# Consequences of today's "election"...?



## seeker (Jun 5, 2008)

Any opinions on what the ramifications for SA will be after today's Zim election?


----------



## Daxk (Jan 20, 2008)

The ANC's comment that the crises was the UK's fault as reported on News24 wont help.
Seeker, the upside is that Zim will soon get off the front pages.
the downside is that SA govts inaction is seen as a tacit approval of Zims actions.
That coupled with the concerns of political stability with the ANC rift, the JZ and Thabo feud, Vavi and others promising civil war if Zuma does not etc...

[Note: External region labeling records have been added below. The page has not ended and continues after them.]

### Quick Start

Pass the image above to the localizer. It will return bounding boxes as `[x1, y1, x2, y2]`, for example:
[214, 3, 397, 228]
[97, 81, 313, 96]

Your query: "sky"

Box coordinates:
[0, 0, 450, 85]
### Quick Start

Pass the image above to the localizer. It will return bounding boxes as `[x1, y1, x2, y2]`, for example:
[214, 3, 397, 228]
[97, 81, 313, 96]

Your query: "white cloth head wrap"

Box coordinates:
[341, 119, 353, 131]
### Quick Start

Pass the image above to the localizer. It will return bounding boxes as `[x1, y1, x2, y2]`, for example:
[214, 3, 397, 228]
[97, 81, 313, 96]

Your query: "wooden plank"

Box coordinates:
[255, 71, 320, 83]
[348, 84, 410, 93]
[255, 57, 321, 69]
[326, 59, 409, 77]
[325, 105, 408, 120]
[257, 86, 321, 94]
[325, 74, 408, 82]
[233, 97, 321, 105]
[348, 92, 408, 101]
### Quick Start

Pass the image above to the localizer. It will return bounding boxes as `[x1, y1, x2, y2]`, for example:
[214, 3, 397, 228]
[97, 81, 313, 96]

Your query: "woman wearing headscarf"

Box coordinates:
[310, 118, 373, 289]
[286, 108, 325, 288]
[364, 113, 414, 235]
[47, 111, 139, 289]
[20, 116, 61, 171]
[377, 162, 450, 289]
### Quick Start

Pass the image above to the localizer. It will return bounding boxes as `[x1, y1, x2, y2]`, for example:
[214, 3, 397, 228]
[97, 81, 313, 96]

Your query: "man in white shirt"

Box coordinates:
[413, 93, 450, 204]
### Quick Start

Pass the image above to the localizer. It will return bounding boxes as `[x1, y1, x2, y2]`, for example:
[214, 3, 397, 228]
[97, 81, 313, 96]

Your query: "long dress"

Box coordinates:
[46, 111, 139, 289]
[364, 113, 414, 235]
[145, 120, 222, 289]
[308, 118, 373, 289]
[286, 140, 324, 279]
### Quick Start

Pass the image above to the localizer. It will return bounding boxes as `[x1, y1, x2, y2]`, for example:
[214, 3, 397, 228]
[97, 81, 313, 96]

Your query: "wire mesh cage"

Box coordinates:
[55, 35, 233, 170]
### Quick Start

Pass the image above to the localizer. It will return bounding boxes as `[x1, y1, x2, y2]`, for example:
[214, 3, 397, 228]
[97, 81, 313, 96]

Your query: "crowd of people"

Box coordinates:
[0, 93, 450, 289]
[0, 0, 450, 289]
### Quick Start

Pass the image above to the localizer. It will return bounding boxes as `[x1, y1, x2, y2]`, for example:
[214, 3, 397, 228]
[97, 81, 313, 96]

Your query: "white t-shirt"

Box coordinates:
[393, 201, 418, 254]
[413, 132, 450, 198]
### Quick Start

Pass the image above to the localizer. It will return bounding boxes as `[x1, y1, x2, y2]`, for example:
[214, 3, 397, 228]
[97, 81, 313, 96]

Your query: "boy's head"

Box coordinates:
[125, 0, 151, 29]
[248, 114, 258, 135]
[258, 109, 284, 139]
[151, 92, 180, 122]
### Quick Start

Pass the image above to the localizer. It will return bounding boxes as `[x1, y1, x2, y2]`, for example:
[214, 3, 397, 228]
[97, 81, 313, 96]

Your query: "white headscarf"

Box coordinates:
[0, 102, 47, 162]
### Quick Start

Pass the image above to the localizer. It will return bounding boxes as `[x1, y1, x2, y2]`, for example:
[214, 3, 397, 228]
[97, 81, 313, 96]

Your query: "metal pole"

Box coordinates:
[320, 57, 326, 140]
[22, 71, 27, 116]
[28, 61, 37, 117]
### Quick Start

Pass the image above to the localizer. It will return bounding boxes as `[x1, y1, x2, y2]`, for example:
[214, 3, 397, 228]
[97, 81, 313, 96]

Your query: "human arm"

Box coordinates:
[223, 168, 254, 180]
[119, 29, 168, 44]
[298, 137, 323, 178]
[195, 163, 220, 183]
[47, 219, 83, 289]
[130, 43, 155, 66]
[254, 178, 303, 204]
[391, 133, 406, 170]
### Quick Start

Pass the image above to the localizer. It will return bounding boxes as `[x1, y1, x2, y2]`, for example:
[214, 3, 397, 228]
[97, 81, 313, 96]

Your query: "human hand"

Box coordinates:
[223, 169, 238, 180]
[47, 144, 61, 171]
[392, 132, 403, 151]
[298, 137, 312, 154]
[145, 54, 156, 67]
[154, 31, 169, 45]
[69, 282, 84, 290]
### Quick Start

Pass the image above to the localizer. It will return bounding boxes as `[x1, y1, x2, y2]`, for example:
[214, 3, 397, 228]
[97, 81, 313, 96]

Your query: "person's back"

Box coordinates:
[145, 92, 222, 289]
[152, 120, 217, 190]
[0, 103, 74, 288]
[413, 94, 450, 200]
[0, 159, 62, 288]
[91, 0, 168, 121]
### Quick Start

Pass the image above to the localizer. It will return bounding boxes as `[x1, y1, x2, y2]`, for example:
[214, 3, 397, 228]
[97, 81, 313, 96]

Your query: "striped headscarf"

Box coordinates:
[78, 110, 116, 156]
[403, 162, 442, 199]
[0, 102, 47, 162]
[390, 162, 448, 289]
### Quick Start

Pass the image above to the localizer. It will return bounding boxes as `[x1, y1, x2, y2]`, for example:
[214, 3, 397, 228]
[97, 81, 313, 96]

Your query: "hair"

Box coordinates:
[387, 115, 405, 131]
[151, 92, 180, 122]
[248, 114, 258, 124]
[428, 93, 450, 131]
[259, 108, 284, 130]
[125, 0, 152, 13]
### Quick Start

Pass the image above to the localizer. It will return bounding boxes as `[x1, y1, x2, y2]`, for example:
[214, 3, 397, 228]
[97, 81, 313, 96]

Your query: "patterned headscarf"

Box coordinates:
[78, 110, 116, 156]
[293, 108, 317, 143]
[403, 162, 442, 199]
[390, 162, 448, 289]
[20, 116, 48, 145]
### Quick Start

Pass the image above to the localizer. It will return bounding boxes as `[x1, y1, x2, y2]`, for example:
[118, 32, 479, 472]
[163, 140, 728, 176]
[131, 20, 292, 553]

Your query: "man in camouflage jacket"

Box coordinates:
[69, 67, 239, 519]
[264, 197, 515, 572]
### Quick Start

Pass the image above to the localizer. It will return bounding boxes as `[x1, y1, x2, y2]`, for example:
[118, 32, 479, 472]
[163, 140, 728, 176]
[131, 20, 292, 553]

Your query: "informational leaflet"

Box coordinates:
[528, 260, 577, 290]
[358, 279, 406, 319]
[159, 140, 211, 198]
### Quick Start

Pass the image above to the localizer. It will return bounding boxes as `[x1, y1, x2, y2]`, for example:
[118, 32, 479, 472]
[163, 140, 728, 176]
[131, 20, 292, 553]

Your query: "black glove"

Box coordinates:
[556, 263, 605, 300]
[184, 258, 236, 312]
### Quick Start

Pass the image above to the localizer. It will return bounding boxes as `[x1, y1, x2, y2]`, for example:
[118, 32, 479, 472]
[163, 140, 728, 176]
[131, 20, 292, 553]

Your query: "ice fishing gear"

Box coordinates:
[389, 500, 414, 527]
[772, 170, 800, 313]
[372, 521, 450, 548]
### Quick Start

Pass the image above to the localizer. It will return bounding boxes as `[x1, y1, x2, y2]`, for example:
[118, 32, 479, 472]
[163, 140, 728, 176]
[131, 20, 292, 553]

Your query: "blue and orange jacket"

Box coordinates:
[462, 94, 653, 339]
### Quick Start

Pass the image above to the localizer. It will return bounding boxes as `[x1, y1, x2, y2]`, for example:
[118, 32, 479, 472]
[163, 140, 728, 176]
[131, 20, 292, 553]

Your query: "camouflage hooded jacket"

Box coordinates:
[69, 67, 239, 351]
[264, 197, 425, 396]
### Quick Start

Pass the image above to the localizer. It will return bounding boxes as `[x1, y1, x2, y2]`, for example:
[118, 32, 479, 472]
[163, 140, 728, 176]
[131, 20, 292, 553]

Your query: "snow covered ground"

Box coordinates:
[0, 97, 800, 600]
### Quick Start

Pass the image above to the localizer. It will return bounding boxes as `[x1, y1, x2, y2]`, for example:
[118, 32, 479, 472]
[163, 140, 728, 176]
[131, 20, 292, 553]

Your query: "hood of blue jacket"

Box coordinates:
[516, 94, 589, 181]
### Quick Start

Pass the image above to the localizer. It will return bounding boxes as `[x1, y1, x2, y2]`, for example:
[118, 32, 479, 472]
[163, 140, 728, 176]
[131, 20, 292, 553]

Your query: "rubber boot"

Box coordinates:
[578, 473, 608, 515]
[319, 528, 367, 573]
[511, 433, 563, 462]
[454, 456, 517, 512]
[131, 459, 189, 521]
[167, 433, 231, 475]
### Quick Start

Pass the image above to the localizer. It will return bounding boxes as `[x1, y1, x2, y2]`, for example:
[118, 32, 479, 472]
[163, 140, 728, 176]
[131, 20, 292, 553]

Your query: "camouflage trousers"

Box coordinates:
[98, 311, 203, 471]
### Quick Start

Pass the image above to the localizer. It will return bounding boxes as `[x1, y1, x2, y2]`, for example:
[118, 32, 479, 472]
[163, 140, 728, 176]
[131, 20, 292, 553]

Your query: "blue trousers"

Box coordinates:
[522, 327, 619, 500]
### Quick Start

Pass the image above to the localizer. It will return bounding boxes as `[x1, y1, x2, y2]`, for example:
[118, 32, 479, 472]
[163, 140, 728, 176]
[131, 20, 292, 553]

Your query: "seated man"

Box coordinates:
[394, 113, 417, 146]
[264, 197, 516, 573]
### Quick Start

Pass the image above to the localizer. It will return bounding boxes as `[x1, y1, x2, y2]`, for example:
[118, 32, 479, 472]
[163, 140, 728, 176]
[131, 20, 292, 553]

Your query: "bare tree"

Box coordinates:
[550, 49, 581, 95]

Then, with consummate timing, we have Hlope casting doubts on the Judiciary's impartiality, and the new revision to the Land reform bill curtails property rights to arbitration or Judicial investigation.
IIE, that farm you buy, if the govt decides its in the public interest, they can expropriate it(same as anywhere else) but they decide the price and if you dont like it, tough.
You cannot take it to Court.
They decide the price. thats it.
That is scaring the hell out of a lot of investors, not only of land, but the next part to that is Business.
There's already a BEE element.
And thats how Mugabe started the rot.


----------



## seeker (Jun 5, 2008)

Yes. I've been reading all this with a definite sinking feeling...


----------